Impala sender timed out waiting error

Resolve Impala query failures during high system load by increasing the data stream sender timeout startup flag.

Condition

Impala jobs fail under high system load with the following error:

Sender <IP Address> timed out waiting for receiver fragment

This happens because the Impala coordinator takes longer than the default 120-second timeout to dispatch query fragments to the executor nodes. The sender times out while waiting for a response from the receiver. You can adjust the timeout setting to mitigate this delay and prevent query failures.

Impala jobs stop and display the following error message, which indicates a timeout while the sender waits for the receiver fragment instance:

Query Status: Sender <IP Address>:53006 timed out waiting for receiver fragment instance: ed44b43eb5b13652:9bccaee300000041, dest node: 3

The ImpalaD logs also displays a related timeout error:

I0719 04:48:46.672668 59007 rpcz_store.cc:269] Call impala.DataStreamService.TransmitData from <IP Address>:53006 (request call id 948988) took 120721ms. Trace:

Cause

When an Impala query starts, the coordinator dispatches query fragments to the Impala daemons that execute the query. The senders and receivers for the data exchange must connect during fragment startup. Under heavy load, the coordinator's dispatch of fragments can be delayed.

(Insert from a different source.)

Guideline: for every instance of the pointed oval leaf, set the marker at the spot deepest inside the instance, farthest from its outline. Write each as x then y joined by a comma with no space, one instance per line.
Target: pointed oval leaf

The factors that contribute to high system load or delays include issues such as Java Virtual Machine (JVM) pauses, Key Distribution Center (KDC) slowness (when Kerberos (KRB5) authentication is used), system resource limitations, or network latency or disruptions.

If the time between the first batch being sent and the receiver initializing is longer than the --datastream_sender_timeout_ms threshold (default is 120,000 milliseconds or 120 seconds), the query fails with a sender timed out waiting for receiver fragment instance error.

Remedy

Review the ImpalaD logs to confirm the timeout duration exceeds the default limit of 120,000 milliseconds (120 seconds).

Look for log entries similar to the following:

Sender <IP>:53006 timed out waiting for receiver fragment instance: <instance ID>, dest node: 3
Call impala.DataStreamService.TransmitData from <masked IP>:53006 (request call id <call ID>) took 120721ms.

Identify factors that contribute to high system load or delays.

This includes issues such as JVM pauses, KDC slowness (if KRB5 authentication is used), system resource limitations, or network latency or disruptions.
Modify the --datastream_sender_timeout_ms Impala startup flag to a higher value.

For example, setting --datastream_sender_timeout_ms to 240000 (240 seconds) provides an extended period, which prevents sender-receiver timeouts.
Monitor the performance of Impala query execution after adjusting the timeout value to ensure the modification resolves the timeout error. Contact Cloudera Support or troubleshoot the cause of cluster delays if the timeout error message occurs again.